03 ottobre 2010

Che cosa ci dice l'aggressione a Belpietro


E’ persino inutile esprimere l’indignazione per l’aggressione subita dal direttore di Libero Maurizio Belpietro. La professionalità degli uomini di scorta ha evitato una tragedia, e di questo bisogna essere grati, ma naturalmente questo non cancella la gravità dell’accaduto. Il fatto che dirigere un giornale combattivo, esprimere opinioni nette e quindi ovviamente controverse, metta in pericolo la vita e la sicurezza è davvero una intollerabile limitazione della libertà di espressione. Non vale la pena di fare la conta di quanti giornalisti di questa o di quell’altra coloritura politica debbano vivere sotto scorta, fosse anche uno solo sarebbe troppo. Questa situazione, va detto, dura da anni, il che testimonia una realtà diffcile da accettare: in un paese democratico e civile dire quel che si pensa è pericoloso.

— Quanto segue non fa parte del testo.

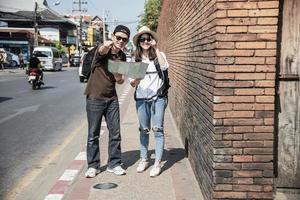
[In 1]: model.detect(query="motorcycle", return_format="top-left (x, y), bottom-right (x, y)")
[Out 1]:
top-left (28, 68), bottom-right (43, 90)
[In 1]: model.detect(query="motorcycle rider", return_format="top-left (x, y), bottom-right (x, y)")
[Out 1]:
top-left (29, 53), bottom-right (44, 84)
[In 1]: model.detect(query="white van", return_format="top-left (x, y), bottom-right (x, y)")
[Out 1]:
top-left (32, 46), bottom-right (62, 71)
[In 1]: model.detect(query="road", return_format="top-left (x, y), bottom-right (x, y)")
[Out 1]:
top-left (0, 68), bottom-right (126, 199)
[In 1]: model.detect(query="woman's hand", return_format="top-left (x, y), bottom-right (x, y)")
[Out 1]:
top-left (130, 79), bottom-right (140, 87)
top-left (114, 73), bottom-right (125, 84)
top-left (150, 39), bottom-right (157, 49)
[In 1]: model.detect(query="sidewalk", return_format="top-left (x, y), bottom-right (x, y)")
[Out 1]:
top-left (46, 86), bottom-right (204, 200)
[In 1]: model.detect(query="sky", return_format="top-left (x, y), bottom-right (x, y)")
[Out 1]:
top-left (47, 0), bottom-right (146, 39)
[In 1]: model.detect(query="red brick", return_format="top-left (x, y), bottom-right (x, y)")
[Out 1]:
top-left (215, 49), bottom-right (254, 57)
top-left (234, 126), bottom-right (253, 133)
top-left (214, 184), bottom-right (232, 191)
top-left (249, 9), bottom-right (279, 17)
top-left (236, 42), bottom-right (266, 49)
top-left (216, 18), bottom-right (257, 26)
top-left (257, 33), bottom-right (277, 41)
top-left (235, 73), bottom-right (265, 80)
top-left (216, 26), bottom-right (226, 33)
top-left (224, 118), bottom-right (263, 125)
top-left (215, 73), bottom-right (235, 80)
top-left (247, 192), bottom-right (273, 199)
top-left (257, 17), bottom-right (278, 25)
top-left (255, 81), bottom-right (275, 87)
top-left (216, 10), bottom-right (227, 18)
top-left (233, 155), bottom-right (253, 162)
top-left (234, 178), bottom-right (254, 184)
top-left (234, 170), bottom-right (262, 178)
top-left (215, 80), bottom-right (254, 88)
top-left (244, 148), bottom-right (273, 154)
top-left (233, 103), bottom-right (255, 110)
top-left (214, 96), bottom-right (255, 103)
top-left (235, 88), bottom-right (265, 95)
top-left (213, 191), bottom-right (247, 199)
top-left (225, 111), bottom-right (254, 118)
top-left (248, 25), bottom-right (277, 33)
top-left (258, 1), bottom-right (279, 9)
top-left (233, 141), bottom-right (264, 148)
top-left (244, 133), bottom-right (273, 140)
top-left (214, 103), bottom-right (233, 111)
top-left (266, 57), bottom-right (276, 64)
top-left (255, 50), bottom-right (277, 56)
top-left (223, 134), bottom-right (243, 140)
top-left (233, 184), bottom-right (263, 192)
top-left (227, 9), bottom-right (248, 17)
top-left (256, 96), bottom-right (274, 103)
top-left (253, 155), bottom-right (273, 162)
top-left (215, 65), bottom-right (255, 72)
top-left (256, 65), bottom-right (276, 72)
top-left (227, 26), bottom-right (247, 33)
top-left (216, 2), bottom-right (257, 9)
top-left (216, 41), bottom-right (235, 49)
top-left (254, 126), bottom-right (274, 132)
top-left (267, 42), bottom-right (276, 48)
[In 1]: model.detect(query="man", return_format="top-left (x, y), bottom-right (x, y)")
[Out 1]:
top-left (29, 53), bottom-right (44, 83)
top-left (84, 25), bottom-right (129, 178)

Perché? Non è facile rispondere senza rifugiarsi nelle giuste ma ovvie recriminazioni sui sentimenti di odio e di totale disprezzo che accompagnano e inquinano la necessaria dialettica politica. E’ un clima col quale siamo costretti a convivere da quarant’anni, perché, al di là della solidarietà espressa con sincerità da tutti i responsabili di fronte a fatti di violenza politica, manca un’azione comune per estrometterla davvero e definitivamente dal confronto. Se si incita alla caccia all’uomo, come ha fatto per esempio Antonio Di Pietro contro Marcello Dell’Utri, ci si sottrae al dovere di garantire a tutti il diritto di espressione, con conseguenze indirette ma inequivocabili.